Love is Grounded in Director Éric Rohmer’s Inaugural Entry to his “Comedies & Proverbs” Series. 

DIRECTED BY ÉRIC ROHMER/FRENCH/1981

BLU-RAY STREET DATE: NOVEMBER 14, 2023/METROGRAPH FILMS (via Kino Lorber)

Two decades on, the career of one-time Left Bank French New Waver Éric Rohmer took a turn away from his roots with the “Six Moral Tales” series and the few historical epics that followed, and into a self-proclaimed run of uncharted “Comedies & Proverbs”.  Each of what turned out to be another half dozen films open with a “proverb” of sorts; a literal phrase that somehow informs and/or compliments the story that then unspools.

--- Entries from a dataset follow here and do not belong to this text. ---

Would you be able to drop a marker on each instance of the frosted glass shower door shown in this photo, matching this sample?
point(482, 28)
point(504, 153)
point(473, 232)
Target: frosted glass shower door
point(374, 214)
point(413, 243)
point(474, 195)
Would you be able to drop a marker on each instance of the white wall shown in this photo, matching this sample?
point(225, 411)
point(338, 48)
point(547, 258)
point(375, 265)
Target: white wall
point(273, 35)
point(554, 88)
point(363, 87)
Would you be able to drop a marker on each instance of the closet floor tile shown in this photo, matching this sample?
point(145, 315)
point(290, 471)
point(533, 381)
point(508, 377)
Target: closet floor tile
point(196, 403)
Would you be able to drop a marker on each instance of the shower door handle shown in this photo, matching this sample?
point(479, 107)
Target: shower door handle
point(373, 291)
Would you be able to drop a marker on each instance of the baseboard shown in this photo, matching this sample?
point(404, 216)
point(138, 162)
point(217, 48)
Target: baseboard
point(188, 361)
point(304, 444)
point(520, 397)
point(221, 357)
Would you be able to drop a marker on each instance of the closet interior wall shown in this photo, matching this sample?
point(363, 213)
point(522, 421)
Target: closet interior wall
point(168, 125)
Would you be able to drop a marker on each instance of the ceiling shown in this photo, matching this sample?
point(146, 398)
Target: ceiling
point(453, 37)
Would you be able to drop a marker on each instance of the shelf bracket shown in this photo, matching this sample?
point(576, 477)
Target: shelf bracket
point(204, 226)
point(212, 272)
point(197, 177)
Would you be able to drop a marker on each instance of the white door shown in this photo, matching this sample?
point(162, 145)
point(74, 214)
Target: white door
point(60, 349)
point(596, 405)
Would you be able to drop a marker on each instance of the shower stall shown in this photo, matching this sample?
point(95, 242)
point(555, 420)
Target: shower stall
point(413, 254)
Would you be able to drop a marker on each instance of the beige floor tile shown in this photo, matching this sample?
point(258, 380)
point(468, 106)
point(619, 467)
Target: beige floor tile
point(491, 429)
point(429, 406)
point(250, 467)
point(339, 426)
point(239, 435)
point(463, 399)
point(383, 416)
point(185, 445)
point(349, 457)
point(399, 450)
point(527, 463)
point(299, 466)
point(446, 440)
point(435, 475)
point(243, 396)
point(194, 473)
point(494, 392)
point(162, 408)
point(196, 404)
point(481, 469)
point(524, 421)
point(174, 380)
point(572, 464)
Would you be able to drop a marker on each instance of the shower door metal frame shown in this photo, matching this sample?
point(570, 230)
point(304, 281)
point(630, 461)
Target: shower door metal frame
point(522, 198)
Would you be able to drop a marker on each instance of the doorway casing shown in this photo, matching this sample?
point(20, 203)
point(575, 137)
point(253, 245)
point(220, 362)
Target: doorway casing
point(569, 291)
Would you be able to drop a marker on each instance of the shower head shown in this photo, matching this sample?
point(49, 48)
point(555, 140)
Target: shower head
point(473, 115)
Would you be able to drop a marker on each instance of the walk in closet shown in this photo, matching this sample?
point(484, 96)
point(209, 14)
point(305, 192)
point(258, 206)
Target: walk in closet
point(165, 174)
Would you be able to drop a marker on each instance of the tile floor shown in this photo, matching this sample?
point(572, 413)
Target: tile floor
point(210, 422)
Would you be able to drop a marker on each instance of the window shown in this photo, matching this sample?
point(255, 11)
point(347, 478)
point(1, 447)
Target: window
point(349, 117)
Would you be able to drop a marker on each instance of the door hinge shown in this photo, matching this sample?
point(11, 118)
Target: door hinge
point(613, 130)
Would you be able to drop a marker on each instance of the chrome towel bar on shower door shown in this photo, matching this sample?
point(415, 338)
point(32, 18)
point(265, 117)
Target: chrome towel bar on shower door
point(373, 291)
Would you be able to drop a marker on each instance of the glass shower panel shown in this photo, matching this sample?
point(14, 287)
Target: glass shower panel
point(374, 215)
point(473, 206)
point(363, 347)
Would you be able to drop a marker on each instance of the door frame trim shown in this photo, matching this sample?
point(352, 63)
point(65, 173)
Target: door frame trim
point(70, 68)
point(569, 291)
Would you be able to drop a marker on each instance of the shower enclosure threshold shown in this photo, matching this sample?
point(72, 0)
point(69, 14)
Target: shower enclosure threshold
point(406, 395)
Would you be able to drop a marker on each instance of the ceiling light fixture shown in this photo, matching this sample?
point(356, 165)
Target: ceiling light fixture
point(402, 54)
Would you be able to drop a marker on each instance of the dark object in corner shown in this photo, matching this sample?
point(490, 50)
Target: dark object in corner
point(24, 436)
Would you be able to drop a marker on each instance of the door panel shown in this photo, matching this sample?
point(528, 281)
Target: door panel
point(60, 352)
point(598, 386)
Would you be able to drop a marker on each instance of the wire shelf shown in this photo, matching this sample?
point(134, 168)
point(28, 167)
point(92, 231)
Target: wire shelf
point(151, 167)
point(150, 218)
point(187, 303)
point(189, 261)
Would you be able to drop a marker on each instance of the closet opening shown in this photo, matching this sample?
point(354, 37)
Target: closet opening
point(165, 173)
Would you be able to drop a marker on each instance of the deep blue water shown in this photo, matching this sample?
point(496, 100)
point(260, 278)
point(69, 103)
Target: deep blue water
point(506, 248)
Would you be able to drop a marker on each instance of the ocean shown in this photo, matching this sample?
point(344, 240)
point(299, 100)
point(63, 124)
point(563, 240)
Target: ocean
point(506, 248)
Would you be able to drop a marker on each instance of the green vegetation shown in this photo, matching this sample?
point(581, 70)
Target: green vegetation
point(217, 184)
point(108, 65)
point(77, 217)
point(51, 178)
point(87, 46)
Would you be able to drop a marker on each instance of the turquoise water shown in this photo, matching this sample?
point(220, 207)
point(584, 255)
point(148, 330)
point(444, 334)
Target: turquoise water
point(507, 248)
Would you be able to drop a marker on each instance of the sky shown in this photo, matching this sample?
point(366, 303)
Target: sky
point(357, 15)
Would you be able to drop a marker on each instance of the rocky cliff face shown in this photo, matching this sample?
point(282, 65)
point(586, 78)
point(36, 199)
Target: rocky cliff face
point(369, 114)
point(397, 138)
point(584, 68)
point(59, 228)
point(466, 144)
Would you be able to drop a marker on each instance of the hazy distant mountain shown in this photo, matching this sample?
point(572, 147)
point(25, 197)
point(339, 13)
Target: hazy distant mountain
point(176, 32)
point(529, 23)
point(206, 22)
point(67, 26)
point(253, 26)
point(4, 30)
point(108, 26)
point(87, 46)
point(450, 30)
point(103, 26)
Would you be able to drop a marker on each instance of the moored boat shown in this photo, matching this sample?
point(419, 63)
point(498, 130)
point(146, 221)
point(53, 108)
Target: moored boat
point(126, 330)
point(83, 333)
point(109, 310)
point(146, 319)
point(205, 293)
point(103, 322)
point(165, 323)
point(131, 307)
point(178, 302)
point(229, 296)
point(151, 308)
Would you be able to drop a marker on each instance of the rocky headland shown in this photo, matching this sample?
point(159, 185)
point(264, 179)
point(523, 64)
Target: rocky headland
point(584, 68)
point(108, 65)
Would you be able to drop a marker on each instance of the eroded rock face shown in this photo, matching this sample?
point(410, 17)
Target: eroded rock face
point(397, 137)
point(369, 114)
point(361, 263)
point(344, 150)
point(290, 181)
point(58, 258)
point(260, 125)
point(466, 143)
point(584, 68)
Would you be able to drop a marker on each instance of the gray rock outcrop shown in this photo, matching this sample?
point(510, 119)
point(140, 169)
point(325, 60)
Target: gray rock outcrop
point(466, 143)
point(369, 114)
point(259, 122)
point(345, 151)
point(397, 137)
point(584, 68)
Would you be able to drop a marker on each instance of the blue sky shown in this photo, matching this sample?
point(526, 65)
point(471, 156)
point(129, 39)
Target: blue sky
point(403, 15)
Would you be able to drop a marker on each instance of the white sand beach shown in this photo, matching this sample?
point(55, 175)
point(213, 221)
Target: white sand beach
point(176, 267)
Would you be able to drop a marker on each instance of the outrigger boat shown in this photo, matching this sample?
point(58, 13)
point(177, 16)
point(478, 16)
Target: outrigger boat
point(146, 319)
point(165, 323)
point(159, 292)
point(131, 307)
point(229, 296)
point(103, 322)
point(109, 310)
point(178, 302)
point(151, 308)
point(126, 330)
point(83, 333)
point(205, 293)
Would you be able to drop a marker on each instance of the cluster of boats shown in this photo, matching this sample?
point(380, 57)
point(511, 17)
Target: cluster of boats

Almost without fail, when taking in any given Éric Rohmer film, it occurs to me that when people ignorant of French cinema think of French cinema, this is what they’re thinking of.  You know… lightly affected relationship drama played out on a small scale; primarily troubled lovers talking in rooms and perhaps parks and/or restaurants.  1981’s The Aviator’s Wife (La Femme de l’aviateur) has all of that, and pretty much only that.  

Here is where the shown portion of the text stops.